Successful realisation of the DSMS is the best tool by which the EU can address these barriers in the short term. The DSMS aims to “tear down [barriers]” by making the EU’s single market suitable for the digital age. Its three pillars focus on better online access for consumers and businesses to online goods, creating an environment where digital networks and services can prosper, and maximising the growth potential of the digital economy. However, wording of the DSMS has been relatively vague regarding the actual strategies by which it can achieve these policy aims, possibly belying a fragmented stance on the matter by Member States, which could impede its achievement by the desired deadline.

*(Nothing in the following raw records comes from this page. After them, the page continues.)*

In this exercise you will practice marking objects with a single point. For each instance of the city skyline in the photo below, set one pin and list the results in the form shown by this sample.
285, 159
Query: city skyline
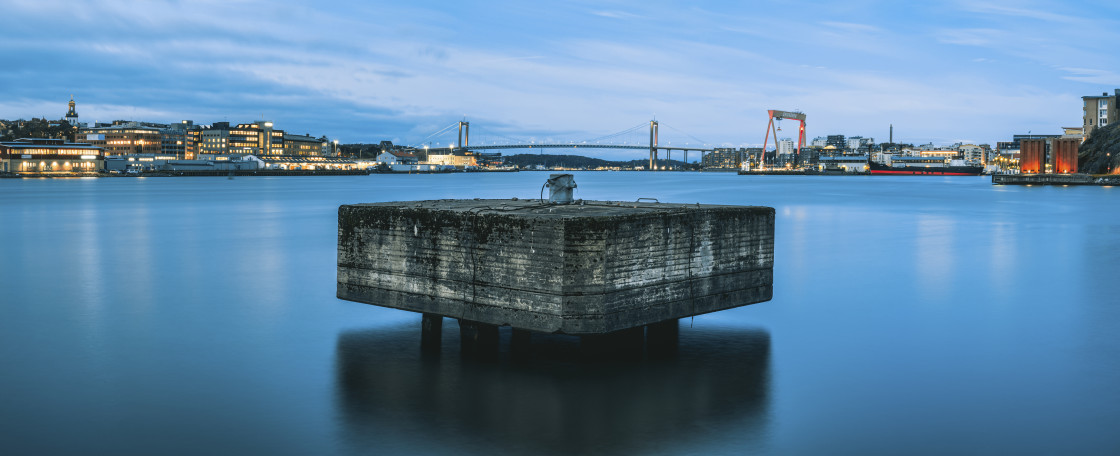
942, 72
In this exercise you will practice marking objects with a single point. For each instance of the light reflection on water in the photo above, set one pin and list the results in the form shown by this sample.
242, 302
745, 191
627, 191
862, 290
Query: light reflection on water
716, 389
910, 315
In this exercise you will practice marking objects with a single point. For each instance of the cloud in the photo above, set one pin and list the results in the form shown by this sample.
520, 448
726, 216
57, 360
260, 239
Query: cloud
617, 15
1090, 75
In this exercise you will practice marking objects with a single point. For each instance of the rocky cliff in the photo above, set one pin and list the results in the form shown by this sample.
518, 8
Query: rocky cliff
1100, 154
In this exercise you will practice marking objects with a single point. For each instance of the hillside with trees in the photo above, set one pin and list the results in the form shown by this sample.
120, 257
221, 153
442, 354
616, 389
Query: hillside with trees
1100, 154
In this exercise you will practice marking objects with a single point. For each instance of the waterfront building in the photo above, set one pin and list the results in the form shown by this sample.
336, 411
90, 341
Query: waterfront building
457, 158
1099, 111
397, 157
72, 115
1032, 156
307, 163
39, 155
842, 163
180, 139
122, 138
971, 154
304, 145
1064, 155
258, 138
724, 158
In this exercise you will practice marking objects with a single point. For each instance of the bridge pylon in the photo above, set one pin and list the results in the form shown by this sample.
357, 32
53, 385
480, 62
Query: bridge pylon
464, 128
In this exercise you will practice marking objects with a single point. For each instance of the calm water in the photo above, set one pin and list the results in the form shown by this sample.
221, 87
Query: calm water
911, 315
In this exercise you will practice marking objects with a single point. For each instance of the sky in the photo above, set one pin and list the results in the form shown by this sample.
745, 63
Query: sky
941, 72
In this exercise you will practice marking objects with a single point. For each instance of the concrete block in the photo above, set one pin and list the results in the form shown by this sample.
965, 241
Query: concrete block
581, 268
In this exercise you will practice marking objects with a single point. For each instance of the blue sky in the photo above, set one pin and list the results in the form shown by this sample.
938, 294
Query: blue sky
362, 72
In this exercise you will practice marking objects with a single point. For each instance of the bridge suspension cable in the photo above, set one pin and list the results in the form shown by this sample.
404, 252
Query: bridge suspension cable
690, 136
627, 131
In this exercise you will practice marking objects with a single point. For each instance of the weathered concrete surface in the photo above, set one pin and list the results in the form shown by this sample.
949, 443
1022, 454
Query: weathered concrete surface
586, 268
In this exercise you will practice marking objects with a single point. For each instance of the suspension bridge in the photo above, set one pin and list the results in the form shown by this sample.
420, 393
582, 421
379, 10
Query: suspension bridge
622, 139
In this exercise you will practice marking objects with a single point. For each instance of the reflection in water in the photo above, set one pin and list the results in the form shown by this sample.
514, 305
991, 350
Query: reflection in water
715, 389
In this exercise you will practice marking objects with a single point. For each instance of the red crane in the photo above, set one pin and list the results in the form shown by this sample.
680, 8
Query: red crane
775, 114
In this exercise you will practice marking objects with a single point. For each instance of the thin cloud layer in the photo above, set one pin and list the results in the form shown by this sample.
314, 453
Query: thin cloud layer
367, 72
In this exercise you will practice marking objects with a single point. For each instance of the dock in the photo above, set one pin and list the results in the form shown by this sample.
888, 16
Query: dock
603, 270
1055, 179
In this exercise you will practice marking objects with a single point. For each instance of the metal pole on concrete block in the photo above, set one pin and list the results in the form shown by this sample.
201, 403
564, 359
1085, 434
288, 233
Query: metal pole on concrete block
431, 331
477, 338
663, 336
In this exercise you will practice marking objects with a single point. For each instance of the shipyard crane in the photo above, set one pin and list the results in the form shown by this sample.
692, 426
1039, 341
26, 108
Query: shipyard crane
775, 114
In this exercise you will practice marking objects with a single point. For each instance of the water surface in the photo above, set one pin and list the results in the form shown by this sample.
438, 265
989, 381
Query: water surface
911, 315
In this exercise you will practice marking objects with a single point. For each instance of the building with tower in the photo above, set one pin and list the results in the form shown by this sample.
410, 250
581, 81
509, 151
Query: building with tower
72, 114
1100, 111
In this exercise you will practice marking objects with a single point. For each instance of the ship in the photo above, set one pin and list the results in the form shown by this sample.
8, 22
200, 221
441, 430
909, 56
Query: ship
933, 168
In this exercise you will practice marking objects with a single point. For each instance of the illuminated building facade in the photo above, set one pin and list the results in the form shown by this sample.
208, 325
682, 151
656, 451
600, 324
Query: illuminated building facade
257, 138
1100, 111
1064, 155
123, 138
458, 159
37, 155
72, 114
299, 145
1032, 156
722, 158
182, 139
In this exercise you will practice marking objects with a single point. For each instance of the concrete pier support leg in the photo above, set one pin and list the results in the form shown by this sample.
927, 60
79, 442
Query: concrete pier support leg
662, 337
477, 338
431, 331
625, 343
520, 343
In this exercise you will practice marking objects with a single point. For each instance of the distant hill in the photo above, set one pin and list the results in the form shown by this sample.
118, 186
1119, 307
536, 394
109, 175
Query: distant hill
1100, 154
531, 160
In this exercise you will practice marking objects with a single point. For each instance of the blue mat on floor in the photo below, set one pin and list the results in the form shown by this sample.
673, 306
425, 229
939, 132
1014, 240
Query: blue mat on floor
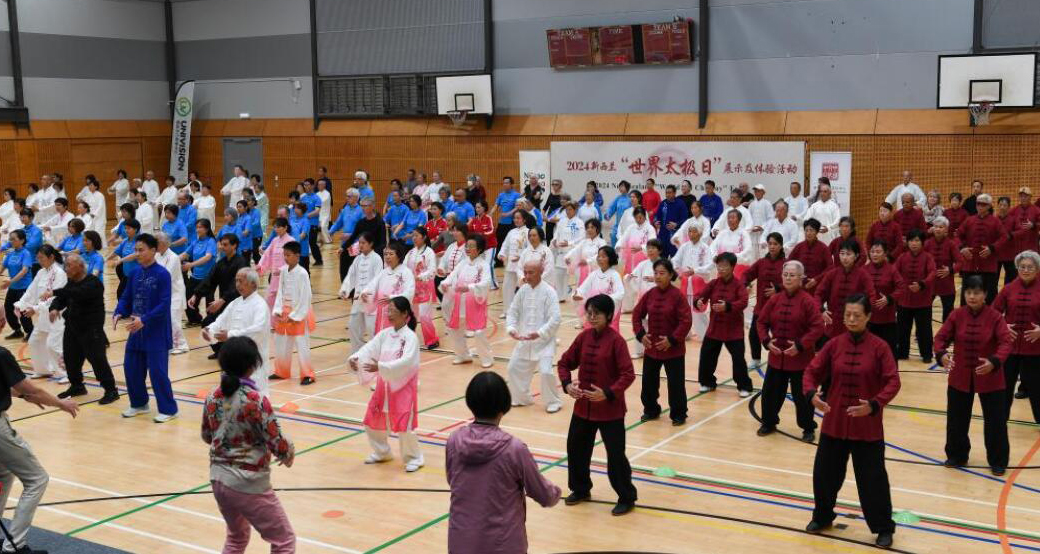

In the medium term, the EU can attempt to attract and build a pool of citizens with high levels of MST skills by providing incentives for enterprises and high education institutions to create attractive curriculums that drive successful entrepreneurship. It can also act as a magnet for skilled TCNs by coordinating a more cohesive and attractive visa plan than the existing blue card scheme. It can help SMEs develop and use viable alternative sources to traditional funding in the same way as it now promotes Crowdfunding for SMEs struggling to access finance. The EU can also encourage the use of digital technologies to be undertaken by as many industries as possible, in order to close the existing digitisation gap between industries and encourage a high take-up of digital technologies relative to external rising economies.
The lack of digital entrepreneurial culture in Europe is one of the most important, yet difficult issues to overcome. SMEs represent 99% of businesses in the EU, and depend highly on entrepreneurs. The EU can address this challenge through the implementation of policies aimed to foster an entrepreneurial mind-set and to assist networking in order to help people with good ideas find business partners (e.g. StartUp Britain). However, policy-making cannot forcibly create a culture where there is none, and the stigma of failure will need to be erased from the ground up. Therefore, policies that assist in the creation of an entrepreneurial culture may take the longest to bear fruit, but will also be the most beneficial for Europe’s digital entrepreneurs, and in turn, the EU itself.